With the Buckeyes likely headed to a New Year's Day Bowl against either Stanford or Notre Dame, it's as good a place as any to look at how Ohio State's season played out by the numbers.
Adjusted scoring margin takes your single-game offensive S&P+ performance and converts it in to points, effectively creating a new game score based on how the advanced stats suggest the game went.
Effectively, a season's worth of adjusted scoring margins shows how variable the Buckeyes were week-to-week this year. With low adjusted scoring margins against Northern Illinois, Western Michigan, Indiana, Maryland, and Minnesota (not to mention Michigan State), this chart captures how the media viewed Ohio State's regular season: good, but underachieving relative to the talent in place.
Comparing percentile performance and Ohio State's opponents' S&P+ rankings gives a similar feeling from the adjusted scoring margins chart: Ohio State should have beaten a few overmatched teams by a lot more than they actually did. For instance, Ohio State played one of its worst games of the season against the third-worst team on its schedule in Maryland, which ranks 74th in the S&P+ rankings (Ohio State had an 84% performance against the Terrapins).
This year Ohio State averaged an 87% percentile performance, but had five games sub-90%, including a 55% against the Spartans. Last season, following a 49% performance in the loss to Virginia Tech, Ohio State had just two games sub-90% -- an 81% performance against Indiana and 74% in the win over Alabama. They averaged a 90% performance overall last year.

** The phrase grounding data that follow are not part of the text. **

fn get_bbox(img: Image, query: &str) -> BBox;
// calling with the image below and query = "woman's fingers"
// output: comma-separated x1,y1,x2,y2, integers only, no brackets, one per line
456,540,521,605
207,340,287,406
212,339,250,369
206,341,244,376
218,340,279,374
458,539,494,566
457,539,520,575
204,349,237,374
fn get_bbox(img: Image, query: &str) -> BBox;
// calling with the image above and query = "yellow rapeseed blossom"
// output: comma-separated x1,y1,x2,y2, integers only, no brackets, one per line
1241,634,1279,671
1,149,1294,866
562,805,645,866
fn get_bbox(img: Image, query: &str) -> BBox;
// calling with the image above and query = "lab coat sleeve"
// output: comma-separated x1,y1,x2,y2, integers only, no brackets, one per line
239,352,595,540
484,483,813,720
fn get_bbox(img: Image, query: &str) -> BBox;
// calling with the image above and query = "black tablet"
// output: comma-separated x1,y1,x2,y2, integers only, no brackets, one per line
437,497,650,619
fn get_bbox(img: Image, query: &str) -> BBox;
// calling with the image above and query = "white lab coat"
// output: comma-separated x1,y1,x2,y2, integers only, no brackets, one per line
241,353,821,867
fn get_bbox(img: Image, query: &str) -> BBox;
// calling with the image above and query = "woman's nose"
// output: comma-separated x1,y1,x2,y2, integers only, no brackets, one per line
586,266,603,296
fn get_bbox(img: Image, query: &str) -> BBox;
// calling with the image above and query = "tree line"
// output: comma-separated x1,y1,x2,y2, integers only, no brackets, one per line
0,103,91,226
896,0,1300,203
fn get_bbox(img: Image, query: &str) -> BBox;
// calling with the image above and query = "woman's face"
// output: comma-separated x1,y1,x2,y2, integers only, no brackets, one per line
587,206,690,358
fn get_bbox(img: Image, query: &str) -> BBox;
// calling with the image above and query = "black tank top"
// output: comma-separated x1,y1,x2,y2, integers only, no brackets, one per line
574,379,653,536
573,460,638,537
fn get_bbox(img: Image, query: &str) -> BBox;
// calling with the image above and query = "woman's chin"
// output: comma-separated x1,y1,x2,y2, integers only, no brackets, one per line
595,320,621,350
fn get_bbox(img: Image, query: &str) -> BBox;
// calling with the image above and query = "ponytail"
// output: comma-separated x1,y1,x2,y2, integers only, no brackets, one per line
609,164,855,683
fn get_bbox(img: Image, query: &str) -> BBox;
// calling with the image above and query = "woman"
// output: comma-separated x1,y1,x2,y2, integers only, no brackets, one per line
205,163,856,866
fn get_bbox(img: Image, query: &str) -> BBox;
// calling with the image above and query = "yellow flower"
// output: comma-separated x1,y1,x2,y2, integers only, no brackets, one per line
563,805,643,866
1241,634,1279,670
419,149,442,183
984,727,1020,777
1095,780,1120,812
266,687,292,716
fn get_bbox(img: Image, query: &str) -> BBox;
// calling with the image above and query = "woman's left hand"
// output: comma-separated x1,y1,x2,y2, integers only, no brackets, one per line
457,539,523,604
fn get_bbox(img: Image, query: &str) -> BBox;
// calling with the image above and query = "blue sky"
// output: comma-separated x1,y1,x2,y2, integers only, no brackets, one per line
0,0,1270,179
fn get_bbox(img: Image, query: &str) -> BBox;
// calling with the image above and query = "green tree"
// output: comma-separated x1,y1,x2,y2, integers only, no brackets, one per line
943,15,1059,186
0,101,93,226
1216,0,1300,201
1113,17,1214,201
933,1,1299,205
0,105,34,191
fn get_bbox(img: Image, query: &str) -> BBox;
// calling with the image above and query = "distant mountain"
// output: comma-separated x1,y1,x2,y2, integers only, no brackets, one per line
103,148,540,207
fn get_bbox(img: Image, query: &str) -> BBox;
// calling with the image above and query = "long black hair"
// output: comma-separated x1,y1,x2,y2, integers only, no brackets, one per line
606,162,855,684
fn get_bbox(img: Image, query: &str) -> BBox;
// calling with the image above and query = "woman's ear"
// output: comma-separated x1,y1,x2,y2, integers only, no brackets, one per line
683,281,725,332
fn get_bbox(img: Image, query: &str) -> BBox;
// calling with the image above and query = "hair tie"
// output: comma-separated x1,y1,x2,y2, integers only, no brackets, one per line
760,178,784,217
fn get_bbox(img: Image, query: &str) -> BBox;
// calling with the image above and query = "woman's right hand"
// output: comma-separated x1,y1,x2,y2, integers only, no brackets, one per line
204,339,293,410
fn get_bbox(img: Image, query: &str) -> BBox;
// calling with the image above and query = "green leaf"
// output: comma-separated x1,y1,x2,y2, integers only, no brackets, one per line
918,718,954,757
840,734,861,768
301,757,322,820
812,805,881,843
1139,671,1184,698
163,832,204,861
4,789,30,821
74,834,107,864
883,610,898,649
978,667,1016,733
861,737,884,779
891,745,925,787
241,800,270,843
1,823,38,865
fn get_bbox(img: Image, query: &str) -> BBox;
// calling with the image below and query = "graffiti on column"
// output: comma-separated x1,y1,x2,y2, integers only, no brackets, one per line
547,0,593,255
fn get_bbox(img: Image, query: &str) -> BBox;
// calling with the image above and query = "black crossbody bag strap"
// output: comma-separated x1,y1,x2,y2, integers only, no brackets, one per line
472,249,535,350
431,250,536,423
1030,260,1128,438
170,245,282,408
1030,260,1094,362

The Buckeyes had the highest percentage of games in the 90th percentile last year (73%), best in the country, while this year just 58% of their games were in the 90th percentile. Ohio State was able to jump in to the playoff last season because they were dominant following their early-season win. Last year Ohio State had four games in the 99th or 100th percentile (Kent State, Rutgers, Illinois, and Wisconsin), but Ohio State's best game this season were two 97% performances against Illinois and Michigan. This year, Ohio State was far from dominant, with a lower average performance and a lower floor.
The biggest improvements
Ohio State's defense was a pleasant surprise this season. Not much changed personnel-wise -- Tyquan Lewis, Gareon Conley, and Raekwon McMillian became starters -- but the defense improved from eleventh to eighth in defensive S&P+. That's not a huge jump, but the Buckeyes were vastly improved in two areas: red zone defense and in run defense.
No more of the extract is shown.